Souvent négligé, le potentiel narratif et mémoriel du son est mis à l’honneur, le paysage sonore de l’œuvre constituant une trame narrative plus nette et ouverte que le sol de l’installation lui-même. La juxtaposition entre, d’une part, l’éphémère et l’oubli, et d’autre part, le fouillis qui règne sur le sol contraint le visiteur à repenser la culture mémorielle à l’ère du numérique. Devant le décès du virus, les créateurs de Virutorium espèrent que de nouveaux récits du spécifique et du contingent naîtront du règne du capitalisme et qu’en créant et en soutenant de nouveaux réseaux de mobilisation de cette trempe, des stratégies de résistance à ce règne absolu se feront jour. En replaçant l’espace dans son contexte et en faisant appel à une dialectique du vivant et du mort, KIT Collaboration et Saucier transforment radicalement ce que nous rangeons sous la rubrique des métaphores de l’expérience et du rapport entre numérique et organique.
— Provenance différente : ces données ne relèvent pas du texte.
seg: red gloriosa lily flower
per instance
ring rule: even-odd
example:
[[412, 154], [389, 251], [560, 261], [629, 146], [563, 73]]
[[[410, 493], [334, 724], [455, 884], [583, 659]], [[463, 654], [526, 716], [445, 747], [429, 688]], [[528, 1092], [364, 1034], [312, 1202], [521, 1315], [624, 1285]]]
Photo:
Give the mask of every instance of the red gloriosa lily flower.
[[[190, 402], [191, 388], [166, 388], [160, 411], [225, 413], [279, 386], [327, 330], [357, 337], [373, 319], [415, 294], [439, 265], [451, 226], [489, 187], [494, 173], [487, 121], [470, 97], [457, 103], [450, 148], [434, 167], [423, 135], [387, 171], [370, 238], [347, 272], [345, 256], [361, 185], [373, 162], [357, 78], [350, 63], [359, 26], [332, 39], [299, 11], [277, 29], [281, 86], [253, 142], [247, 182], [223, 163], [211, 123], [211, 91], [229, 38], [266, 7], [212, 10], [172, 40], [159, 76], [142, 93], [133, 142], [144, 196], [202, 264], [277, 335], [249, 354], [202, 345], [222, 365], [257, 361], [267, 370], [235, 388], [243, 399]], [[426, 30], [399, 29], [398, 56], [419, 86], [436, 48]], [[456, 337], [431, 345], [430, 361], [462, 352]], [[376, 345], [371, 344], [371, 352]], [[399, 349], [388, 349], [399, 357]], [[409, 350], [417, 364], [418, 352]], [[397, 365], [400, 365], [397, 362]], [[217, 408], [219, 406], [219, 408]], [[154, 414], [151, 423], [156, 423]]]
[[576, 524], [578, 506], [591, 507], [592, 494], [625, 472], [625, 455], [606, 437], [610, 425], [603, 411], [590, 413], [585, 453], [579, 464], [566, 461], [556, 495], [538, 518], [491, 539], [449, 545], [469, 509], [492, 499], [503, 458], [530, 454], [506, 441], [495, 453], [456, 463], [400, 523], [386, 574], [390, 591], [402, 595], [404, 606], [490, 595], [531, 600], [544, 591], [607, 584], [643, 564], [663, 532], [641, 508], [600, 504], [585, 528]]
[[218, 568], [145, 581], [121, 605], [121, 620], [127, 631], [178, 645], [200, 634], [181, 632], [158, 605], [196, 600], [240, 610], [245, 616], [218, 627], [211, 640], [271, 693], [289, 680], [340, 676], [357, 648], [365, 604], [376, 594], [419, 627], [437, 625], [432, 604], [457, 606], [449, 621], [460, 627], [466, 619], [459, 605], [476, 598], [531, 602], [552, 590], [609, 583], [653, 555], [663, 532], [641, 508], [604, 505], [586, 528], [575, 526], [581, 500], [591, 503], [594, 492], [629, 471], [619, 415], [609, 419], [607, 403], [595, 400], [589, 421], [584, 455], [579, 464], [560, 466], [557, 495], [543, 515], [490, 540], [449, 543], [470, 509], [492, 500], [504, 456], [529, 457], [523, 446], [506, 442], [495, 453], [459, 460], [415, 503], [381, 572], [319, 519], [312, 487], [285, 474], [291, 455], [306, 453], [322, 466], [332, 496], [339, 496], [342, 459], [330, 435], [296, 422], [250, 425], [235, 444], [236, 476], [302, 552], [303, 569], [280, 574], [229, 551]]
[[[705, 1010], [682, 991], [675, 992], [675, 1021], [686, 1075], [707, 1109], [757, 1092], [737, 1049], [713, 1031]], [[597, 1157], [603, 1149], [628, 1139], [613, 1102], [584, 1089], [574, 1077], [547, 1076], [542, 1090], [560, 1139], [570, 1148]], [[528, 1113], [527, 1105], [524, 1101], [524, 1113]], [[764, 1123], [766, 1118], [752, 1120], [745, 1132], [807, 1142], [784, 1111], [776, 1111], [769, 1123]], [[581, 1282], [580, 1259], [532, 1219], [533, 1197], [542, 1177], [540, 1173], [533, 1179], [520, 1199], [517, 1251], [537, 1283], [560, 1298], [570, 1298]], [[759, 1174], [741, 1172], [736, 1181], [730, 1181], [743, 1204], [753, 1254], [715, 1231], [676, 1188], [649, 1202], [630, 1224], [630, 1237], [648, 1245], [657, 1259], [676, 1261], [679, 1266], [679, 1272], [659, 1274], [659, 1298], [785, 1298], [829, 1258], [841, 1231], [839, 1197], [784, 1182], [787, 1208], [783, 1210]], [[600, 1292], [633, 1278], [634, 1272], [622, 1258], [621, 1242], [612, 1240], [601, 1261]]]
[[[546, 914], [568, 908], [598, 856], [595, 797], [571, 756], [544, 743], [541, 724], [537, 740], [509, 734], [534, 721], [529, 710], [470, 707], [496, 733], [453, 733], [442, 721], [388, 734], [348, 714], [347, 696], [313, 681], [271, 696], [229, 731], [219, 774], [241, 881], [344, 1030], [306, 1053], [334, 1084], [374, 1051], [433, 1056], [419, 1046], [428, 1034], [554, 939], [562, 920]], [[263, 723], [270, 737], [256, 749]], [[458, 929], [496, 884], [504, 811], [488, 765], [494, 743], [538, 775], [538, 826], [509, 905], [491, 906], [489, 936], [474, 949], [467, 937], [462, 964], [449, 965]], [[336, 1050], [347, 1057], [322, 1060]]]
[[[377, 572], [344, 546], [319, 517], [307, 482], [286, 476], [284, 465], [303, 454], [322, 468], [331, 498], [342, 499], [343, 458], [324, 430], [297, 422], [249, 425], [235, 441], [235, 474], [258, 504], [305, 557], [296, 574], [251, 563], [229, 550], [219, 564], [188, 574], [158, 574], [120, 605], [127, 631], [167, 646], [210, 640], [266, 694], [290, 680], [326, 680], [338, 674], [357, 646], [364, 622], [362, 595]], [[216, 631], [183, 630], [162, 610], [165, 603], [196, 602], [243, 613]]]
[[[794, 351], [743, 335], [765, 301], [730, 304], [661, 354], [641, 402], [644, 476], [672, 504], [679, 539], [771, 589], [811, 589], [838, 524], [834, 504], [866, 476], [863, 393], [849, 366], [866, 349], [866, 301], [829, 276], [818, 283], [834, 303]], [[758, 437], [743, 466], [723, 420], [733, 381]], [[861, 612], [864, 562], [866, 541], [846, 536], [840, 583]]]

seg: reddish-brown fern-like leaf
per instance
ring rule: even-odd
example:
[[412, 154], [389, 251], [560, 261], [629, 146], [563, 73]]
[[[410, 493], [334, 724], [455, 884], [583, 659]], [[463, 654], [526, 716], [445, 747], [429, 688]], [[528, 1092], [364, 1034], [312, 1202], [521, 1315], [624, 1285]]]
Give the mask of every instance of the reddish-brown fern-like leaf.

En présence de la perte des archives et de l’échec de la mémoire, le visiteur prend conscience du pouvoir qu’il détient sur ses propres moyens de production. Virutorium façonne un horizon de possibilités selon lequel c’est au visiteur qu’il revient de construire une contre-proposition narrative, d’écrire de nouveaux récits, de rédiger le scénario de la perte et de l’échec qui repositionne le monde hors de l’immense lacis de confusion dans lequel le capitalisme l’a plongé. Bref, chaque oraison funèbre devient praxis. En commémorant le virus, Virutorium use des dernières volontés de la menace infectieuse pour jeter les bases d’une histoire de la dissonance – fournissant de ce fait les munitions à celui-là même qui résistera au système logé à l’enseigne du chaos.

[Traduit de l’anglais par Isabelle Lamarre]

NOTES 1. Adam Phillips, « Clutter: a Case History », Promises, Promises, New York, Basic Books, 2001, p. 65-67. 2. Ibid., p. 70-71.